Ancient Tibetan gymnastics

Sport and Health

Ancient Tibetan gymnastics

Try this simple gymnastics, maybe this is exactly your path to healing!

Few people know about the ancient Tibetan gymnastics «The Eye of Rebirth», which was first described in Peter Kelder's book about 10 years ago.

Gymnastics is 6 simple exercises and takes no more than 10 minutes a day. But with its help, you can save and restore vision. Return youth to the body. Recovery is especially effective in older people: wrinkles, spots on the skin, flabbiness of the cheeks disappear, posture improves. Many gray hair completely or partially disappears. Thin hair begins to shine like a young one. With the help of this gymnastics, the body is transformed, appetite and weight return to normal. As a result, healing from many serious diseases occurs, pain disappears. Thanks to gymnastics, blood circulation improves, which has a strong effect and improves well-being.

The exercises below are performed sequentially one after the other in the established order. The number of repetitions of each exercise is from 3 to 21 times. The exception is exercise 6: it must be done 3 to 9 times.

Exercises

1. Standing, arms extended to the sides at shoulder level. Rotate the body to the right (clockwise) until you feel slightly dizzy.

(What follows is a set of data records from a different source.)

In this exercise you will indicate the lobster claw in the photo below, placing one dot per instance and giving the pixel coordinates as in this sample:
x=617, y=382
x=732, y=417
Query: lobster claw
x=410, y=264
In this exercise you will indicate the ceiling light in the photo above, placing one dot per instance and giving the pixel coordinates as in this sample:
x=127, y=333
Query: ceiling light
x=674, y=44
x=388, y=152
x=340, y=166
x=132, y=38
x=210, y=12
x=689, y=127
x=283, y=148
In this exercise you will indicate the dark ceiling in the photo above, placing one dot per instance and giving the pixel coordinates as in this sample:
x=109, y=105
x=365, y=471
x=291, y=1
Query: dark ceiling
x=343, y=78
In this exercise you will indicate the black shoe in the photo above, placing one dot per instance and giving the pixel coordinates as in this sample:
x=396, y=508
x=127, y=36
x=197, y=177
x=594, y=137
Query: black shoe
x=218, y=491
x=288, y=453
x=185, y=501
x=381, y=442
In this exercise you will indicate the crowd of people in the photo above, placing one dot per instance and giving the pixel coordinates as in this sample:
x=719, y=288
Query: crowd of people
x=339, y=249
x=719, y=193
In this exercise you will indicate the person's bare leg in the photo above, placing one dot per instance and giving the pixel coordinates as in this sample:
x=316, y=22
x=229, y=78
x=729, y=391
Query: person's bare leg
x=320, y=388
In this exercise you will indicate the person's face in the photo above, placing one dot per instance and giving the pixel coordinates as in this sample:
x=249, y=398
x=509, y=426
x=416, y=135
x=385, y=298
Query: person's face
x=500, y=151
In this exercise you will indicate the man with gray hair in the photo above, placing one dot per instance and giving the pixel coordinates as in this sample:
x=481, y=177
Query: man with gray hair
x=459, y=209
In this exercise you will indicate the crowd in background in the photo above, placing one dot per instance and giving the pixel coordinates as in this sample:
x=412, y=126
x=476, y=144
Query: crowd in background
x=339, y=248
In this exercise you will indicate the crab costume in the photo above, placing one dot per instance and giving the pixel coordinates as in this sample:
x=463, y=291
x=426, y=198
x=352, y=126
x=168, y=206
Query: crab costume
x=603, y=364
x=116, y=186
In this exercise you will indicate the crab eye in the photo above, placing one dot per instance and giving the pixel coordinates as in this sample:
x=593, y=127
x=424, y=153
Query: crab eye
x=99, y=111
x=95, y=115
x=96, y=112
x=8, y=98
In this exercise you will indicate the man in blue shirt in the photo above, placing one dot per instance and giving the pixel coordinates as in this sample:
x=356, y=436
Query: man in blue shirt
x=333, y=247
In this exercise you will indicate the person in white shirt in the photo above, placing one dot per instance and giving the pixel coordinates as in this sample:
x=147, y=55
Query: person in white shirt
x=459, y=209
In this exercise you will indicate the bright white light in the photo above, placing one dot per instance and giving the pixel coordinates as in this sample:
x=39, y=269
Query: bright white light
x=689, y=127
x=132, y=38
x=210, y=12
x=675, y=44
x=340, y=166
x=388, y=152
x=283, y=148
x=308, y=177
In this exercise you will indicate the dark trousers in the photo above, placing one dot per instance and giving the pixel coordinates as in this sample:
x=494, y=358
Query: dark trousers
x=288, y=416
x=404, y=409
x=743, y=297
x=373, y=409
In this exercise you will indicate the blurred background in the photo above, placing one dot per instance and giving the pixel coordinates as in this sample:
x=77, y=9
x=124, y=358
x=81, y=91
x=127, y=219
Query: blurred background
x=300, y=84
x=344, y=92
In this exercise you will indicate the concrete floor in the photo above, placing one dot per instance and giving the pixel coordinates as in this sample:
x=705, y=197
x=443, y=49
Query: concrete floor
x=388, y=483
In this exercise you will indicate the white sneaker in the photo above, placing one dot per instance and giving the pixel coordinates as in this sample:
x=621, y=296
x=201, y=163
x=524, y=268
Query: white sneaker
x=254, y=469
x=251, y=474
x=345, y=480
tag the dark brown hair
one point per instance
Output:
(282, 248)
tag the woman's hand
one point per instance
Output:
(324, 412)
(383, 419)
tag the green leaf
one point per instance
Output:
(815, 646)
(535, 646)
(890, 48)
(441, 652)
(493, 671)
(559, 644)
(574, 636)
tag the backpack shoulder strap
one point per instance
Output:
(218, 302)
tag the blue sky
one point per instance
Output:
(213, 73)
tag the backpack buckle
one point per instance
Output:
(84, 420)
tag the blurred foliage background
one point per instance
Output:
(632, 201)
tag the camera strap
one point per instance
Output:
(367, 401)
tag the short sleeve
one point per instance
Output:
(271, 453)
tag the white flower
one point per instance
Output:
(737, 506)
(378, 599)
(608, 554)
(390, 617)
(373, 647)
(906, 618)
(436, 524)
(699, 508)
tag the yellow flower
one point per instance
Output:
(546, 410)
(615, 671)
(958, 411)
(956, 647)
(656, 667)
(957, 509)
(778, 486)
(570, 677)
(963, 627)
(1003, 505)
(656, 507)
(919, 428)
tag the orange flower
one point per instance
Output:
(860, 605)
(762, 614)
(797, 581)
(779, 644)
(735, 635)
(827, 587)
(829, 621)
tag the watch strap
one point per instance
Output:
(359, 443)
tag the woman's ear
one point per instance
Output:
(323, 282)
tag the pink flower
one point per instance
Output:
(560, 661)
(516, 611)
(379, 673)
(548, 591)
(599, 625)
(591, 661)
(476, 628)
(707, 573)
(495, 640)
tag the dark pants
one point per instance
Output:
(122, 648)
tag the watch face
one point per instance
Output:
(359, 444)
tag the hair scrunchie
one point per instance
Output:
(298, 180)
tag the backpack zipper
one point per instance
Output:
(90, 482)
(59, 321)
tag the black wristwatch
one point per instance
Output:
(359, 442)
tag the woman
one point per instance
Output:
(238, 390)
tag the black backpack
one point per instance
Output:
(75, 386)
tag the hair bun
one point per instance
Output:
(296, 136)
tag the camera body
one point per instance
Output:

2. Lying on your back. Hands along the body, palms pressed to the floor. Legs are straight. The chin is pressed to the chest. Take a deep breath and at the same time raise your straight legs up. Lower — exhale. It can be difficult to do this exercise right away. Then you need to start it from the starting position: legs bent at the knees.

3. Kneeling. Hands lie behind the hips. Take a breath and tilt your head back. Try to stretch the chest and bend the spine. Return to the starting position, exhale, press your chin to your chest.

4. Sitting on the floor Legs are straight. The palms lie on the floor, on the sides of the buttocks. The fingers are pointing forward. Tilt your head back. Take a breath and at the same time lift the body up. Maintain this pose for 10-15 seconds. Then exhale and return to the starting position.

5. Support on the palms and knees. Taking a breath, straighten your knees and raise your pelvis, turning into a “hill”, your knees come off the floor, your legs are straight, your arms are in line with your back. Maintain this pose for 10-15 seconds. Exhale.

6. standing. Take a breath. To lower the head. Tighten the muscles of the pelvis and abdomen, resting your hands on your hips. Exhale through your mouth and tighten your stomach even more. Slightly raise the chest, stay in this position for as long as you can breathe. Then exhale.